Puppies receive immunity against parvo virus via the placenta (afterbirth) from its dam if she has sufficient immunity against the virus while pregnant. This immunity starts decreasing as soon as the pup is born and reaches levels too low to protect it when the pup is somewhere between 6 and 8 weeks of age. That is why the first vaccine should be administered at 6 weeks of age.

When a puppy of a vaccinated dam is vaccinated earlier that 6 weeks, the immunity it received from its mom interferes with the vaccine and the vaccine subsequently elicits no immune response from the pup.

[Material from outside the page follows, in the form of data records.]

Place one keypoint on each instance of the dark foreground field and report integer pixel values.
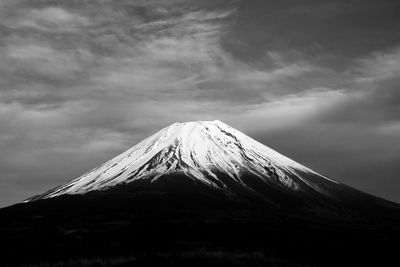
(192, 229)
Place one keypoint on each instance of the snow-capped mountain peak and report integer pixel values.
(202, 151)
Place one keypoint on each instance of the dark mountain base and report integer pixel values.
(138, 226)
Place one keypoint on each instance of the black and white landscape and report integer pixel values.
(201, 193)
(256, 132)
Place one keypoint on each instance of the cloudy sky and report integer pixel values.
(83, 80)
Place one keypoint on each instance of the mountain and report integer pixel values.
(201, 193)
(212, 154)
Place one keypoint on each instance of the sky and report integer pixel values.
(84, 80)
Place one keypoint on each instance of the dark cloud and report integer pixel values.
(81, 81)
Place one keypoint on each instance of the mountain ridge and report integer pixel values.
(197, 149)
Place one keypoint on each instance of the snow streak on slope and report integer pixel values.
(201, 150)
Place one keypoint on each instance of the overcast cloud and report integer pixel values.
(81, 81)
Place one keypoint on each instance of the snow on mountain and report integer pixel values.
(201, 150)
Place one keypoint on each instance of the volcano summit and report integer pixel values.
(194, 188)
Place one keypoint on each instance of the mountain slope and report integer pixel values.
(201, 190)
(200, 150)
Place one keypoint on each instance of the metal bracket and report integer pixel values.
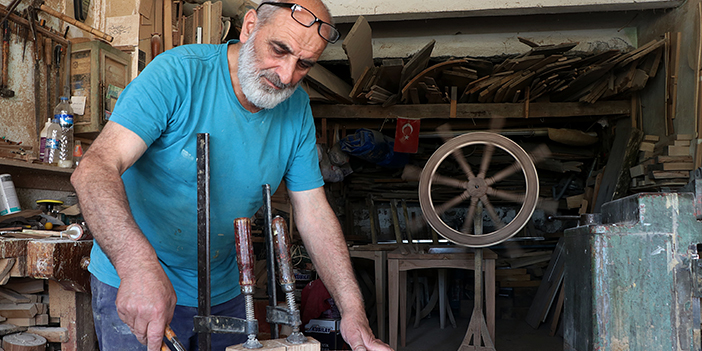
(698, 196)
(224, 325)
(279, 315)
(696, 277)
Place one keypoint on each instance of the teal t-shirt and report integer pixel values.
(185, 91)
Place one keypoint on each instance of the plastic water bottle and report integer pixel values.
(64, 114)
(42, 139)
(77, 153)
(53, 135)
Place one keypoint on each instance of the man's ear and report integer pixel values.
(248, 25)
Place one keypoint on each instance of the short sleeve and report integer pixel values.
(304, 173)
(146, 104)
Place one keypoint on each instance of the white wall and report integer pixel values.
(495, 36)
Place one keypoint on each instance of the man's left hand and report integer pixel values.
(359, 336)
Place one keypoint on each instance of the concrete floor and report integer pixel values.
(512, 335)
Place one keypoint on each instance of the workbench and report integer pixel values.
(398, 265)
(64, 263)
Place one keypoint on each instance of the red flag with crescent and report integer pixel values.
(407, 135)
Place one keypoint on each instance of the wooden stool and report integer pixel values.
(399, 264)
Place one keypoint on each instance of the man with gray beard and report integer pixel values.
(137, 183)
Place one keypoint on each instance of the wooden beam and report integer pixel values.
(478, 111)
(167, 25)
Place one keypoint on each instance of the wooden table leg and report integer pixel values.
(393, 295)
(380, 291)
(403, 307)
(442, 298)
(490, 296)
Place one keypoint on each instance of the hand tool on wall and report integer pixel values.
(11, 7)
(173, 339)
(56, 64)
(286, 278)
(247, 281)
(39, 4)
(4, 90)
(25, 33)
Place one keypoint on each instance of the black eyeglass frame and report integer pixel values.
(293, 7)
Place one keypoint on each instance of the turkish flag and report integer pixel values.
(407, 135)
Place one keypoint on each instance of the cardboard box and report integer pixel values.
(327, 332)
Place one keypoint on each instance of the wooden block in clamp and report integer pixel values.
(282, 345)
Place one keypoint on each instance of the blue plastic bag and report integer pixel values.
(374, 147)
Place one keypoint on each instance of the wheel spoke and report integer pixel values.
(487, 157)
(506, 195)
(445, 132)
(506, 172)
(468, 223)
(458, 155)
(491, 211)
(456, 183)
(452, 203)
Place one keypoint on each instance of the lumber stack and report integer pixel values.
(23, 303)
(544, 73)
(663, 163)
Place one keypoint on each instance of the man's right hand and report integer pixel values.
(145, 302)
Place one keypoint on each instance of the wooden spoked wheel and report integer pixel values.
(448, 184)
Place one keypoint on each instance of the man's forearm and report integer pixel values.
(325, 242)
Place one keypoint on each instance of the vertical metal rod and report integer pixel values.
(270, 262)
(204, 339)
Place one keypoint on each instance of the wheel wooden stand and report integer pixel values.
(475, 189)
(477, 337)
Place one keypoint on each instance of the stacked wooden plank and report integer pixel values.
(515, 278)
(663, 163)
(544, 73)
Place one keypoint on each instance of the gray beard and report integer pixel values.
(255, 90)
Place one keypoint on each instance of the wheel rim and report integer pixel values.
(478, 188)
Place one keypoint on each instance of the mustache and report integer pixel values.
(274, 78)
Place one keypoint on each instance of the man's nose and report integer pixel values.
(286, 70)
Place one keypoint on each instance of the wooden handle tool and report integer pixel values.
(170, 335)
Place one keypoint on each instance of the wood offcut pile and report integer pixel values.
(544, 73)
(663, 163)
(25, 315)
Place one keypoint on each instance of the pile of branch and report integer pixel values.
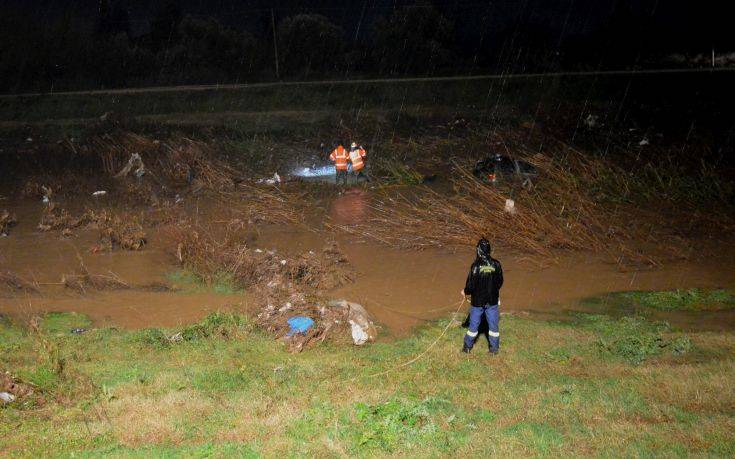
(7, 221)
(560, 212)
(123, 231)
(83, 281)
(11, 282)
(212, 253)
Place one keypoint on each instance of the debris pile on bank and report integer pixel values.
(7, 221)
(84, 281)
(333, 319)
(16, 392)
(115, 231)
(287, 287)
(12, 283)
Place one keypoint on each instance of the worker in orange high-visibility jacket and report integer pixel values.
(340, 156)
(357, 155)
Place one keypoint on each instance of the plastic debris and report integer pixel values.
(591, 121)
(299, 325)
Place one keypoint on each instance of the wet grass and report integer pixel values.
(668, 300)
(595, 385)
(187, 281)
(684, 300)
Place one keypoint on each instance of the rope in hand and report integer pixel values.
(413, 360)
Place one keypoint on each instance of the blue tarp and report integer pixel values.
(299, 325)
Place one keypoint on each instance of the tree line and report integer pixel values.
(178, 49)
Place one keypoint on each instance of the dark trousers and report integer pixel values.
(492, 314)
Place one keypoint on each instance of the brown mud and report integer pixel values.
(400, 288)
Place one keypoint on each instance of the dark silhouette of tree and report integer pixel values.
(413, 40)
(209, 52)
(165, 25)
(112, 19)
(310, 44)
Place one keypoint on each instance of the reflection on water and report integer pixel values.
(350, 207)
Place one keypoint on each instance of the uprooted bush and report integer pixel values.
(84, 281)
(7, 221)
(634, 339)
(210, 254)
(123, 231)
(11, 282)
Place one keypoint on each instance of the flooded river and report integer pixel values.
(401, 288)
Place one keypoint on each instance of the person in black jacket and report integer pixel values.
(483, 284)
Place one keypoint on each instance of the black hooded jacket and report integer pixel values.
(484, 282)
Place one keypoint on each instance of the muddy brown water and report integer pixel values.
(401, 288)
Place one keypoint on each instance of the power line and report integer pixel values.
(230, 87)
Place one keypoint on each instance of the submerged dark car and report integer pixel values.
(500, 167)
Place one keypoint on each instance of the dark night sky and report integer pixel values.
(693, 25)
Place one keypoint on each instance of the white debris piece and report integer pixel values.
(362, 328)
(591, 121)
(359, 335)
(510, 206)
(276, 179)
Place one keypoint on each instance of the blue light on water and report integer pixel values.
(315, 171)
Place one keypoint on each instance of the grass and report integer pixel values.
(684, 299)
(189, 282)
(592, 386)
(642, 302)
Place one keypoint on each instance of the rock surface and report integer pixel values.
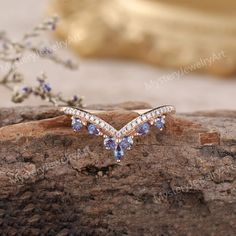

When a pup is born to an unvaccinated dam, it starts life with no immunity to the disease. In cases where it is known that the pup will have no immunity form its mom, it is advisable to start vaccinating as early as 4 weeks.

 

Although it is also called "Cat Flu", cats have no part in carrying or catching the disease except if they should step in a sick pup's mess and have a healthy one lick their paws afterward. The virus is related to the Feline Panleukopaenia virus which also causes a decrease in white cells and thus immunity in cats, but it mutated years ago, split off from the cat virus, managed to infect dogs and became so different from the original cat virus that it cannot infect cats any more. The only thing remaining from the time it was a virus, is its common name.

 

Another DID YOU KNOW:

Cost of treatment of a parvo puppy is generally about 10-15 times what a vaccination costs and at only a 70% survival rate and extremely high risk of an unvaccinated puppy getting parvo, the math just does not add up to try and save money by not vaccinating!